Consider the following:
- Only one player along its offensive line played every game last season, left guard Connor Williams, while tackles La’el Collins (16 games) and Tyron Smith (14), and right guard Zack Martin (six) all missed significant time. Center Tyler Biadasz wound up starting four games as a fourth-round rookie.
- Dak Prescott started the first five games before fracturing his ankle. The team wound up using five QBs last season, including one start by seventh-round rookie Ben DiNucci.
- The defense was historically bad under since-fired defensive coordinator Mike Nolan, who tried to implement an entirely new system while dealing with pandemic restrictions.
So, Dallas loaded up on defense and added two offensive tackles in the offseason, including a fourth-round rookie in Josh Ball.
That makes predicting what Dallas does in the 2022 NFL draft somewhat problematic this early in the year.
You can probably rule out cornerback, at least in the first round, after the team drafted two on Day 2 in April. Likewise, the team drafted two defensive tackles, both of whom are expected to play this season. The same goes for wide receiver and linebacker, as the team is set at those positions (even if several players leave for free agency).
So what does that lead the team with?
Look for Dallas to draft a skill position player in the first round or any player at any position who unexpectedly drops, regardless of team need (ala CeeDee Lamb in 2019 or Micah Parsons in 2020).
Therefore, Dallas may decide to draft a safety, tight end or even a guard on Day 2. Here are three second-round possibilities:
- Safety Brandon Joseph, Northwestern: At 6-foot-2, 192 pounds, Joseph has the size the team is looking for at the position. Better yet, he’s also a turnover machine after trying for the national lead in interceptions as a sophomore last season. From Pro Football Network: “(Joseph) demonstrates excellent ball-tracking skills and possesses a pair of hands as secure as any defensive back in the class. His production isn’t simply a case of having the ball thrown to him; he routinely puts himself in a position to make a play. In addition to his ball-tracking skills and catchability, the Northwestern safety exhibits impressive body control.” Several evaluators peg Joseph as either a late first or a second-round pick.

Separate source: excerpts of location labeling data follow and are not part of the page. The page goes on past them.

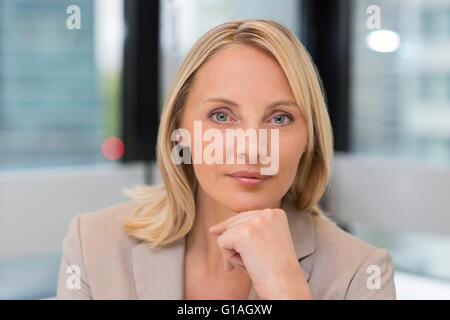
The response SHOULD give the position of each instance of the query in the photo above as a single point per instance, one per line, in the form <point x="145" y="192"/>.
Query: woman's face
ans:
<point x="252" y="80"/>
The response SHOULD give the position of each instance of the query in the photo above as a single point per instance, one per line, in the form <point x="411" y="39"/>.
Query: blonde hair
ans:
<point x="167" y="211"/>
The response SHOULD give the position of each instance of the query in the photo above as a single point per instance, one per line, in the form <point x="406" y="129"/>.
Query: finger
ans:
<point x="237" y="260"/>
<point x="227" y="254"/>
<point x="237" y="219"/>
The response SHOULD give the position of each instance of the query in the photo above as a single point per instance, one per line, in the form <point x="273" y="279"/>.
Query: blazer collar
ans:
<point x="159" y="272"/>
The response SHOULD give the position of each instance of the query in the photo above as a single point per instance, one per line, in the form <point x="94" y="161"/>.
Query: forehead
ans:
<point x="242" y="69"/>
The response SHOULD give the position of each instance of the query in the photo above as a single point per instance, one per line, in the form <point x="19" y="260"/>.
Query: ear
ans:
<point x="182" y="137"/>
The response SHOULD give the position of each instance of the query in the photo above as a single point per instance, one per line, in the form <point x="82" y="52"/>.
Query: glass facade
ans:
<point x="56" y="103"/>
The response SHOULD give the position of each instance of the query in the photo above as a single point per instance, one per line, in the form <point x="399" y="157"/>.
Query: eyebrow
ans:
<point x="271" y="105"/>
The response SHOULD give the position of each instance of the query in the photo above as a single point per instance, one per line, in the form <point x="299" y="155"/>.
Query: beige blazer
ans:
<point x="113" y="265"/>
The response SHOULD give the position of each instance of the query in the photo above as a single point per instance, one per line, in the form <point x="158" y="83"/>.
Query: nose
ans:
<point x="252" y="146"/>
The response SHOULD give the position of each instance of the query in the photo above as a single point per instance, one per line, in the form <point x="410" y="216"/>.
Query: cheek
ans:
<point x="290" y="157"/>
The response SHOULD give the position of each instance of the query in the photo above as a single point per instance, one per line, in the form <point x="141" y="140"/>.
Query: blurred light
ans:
<point x="383" y="41"/>
<point x="113" y="148"/>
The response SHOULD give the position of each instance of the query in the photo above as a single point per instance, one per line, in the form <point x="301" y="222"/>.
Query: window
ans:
<point x="58" y="86"/>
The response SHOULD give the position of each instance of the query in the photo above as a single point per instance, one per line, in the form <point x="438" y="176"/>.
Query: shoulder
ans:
<point x="332" y="240"/>
<point x="349" y="267"/>
<point x="101" y="229"/>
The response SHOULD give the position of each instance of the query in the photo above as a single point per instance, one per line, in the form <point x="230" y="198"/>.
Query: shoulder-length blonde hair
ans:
<point x="167" y="211"/>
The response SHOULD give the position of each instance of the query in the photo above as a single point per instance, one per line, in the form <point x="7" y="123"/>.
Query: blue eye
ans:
<point x="281" y="118"/>
<point x="220" y="116"/>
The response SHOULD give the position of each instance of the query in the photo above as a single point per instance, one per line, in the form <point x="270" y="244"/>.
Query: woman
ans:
<point x="219" y="229"/>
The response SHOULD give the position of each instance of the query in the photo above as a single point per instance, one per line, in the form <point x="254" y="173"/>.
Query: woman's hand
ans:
<point x="260" y="242"/>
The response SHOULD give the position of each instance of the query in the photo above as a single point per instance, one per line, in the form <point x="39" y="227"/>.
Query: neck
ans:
<point x="200" y="243"/>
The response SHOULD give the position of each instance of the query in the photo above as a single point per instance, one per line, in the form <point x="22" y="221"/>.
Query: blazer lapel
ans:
<point x="159" y="272"/>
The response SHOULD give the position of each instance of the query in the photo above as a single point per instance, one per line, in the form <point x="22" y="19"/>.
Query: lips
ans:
<point x="248" y="178"/>
<point x="248" y="174"/>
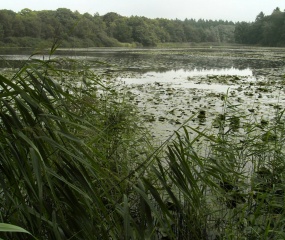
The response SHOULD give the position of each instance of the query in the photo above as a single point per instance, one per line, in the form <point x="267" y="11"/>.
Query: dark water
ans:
<point x="157" y="60"/>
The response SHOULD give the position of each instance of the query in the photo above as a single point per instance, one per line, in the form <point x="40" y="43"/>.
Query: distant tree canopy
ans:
<point x="265" y="30"/>
<point x="29" y="28"/>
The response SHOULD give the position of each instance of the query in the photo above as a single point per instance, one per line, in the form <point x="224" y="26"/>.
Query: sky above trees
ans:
<point x="232" y="10"/>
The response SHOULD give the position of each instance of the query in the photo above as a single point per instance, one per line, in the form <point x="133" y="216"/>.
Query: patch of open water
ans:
<point x="187" y="78"/>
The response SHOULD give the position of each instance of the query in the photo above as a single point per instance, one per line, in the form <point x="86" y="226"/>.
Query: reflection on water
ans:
<point x="180" y="76"/>
<point x="223" y="71"/>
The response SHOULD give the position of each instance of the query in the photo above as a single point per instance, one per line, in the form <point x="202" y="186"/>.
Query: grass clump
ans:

- TE Jalen Wydermyer, Texas A&M: A 6-foot-5, 255-pound junior, Wydermyer is widely considered the best or second-best draft-eligible tight end in the upcoming draft, and he’s put up big numbers in his three years in College Station with 82 receptions for 989 yards and 12 TDs. Pro Football Focus ranks Wydermyer as its top tight end and No. 47 overall prospect, calling him “one of the best blocking tight ends in America.” PFF says Wydermyer had 15 broken tackles his first two seasons. One problem with the selection of Wydermyer: He might not be available in the second round, and even if he is, Dallas might have to trade up to get him.
- OG/OT Thayer Munford, Ohio State: Considered one of those “first-players-off-the-bus” types, Munford allowed just three pressures on 264 pass-blocking snaps last season, according to PFF, after giving up 24 the previous two seasons. But when the team lined up for its first game against Minnesota, Munford was starting at left guard – and he performed well there. Dallas likes versatility along its offensive line, and Munford would immediately slide in at left guard should Connor Williams leave via free agency.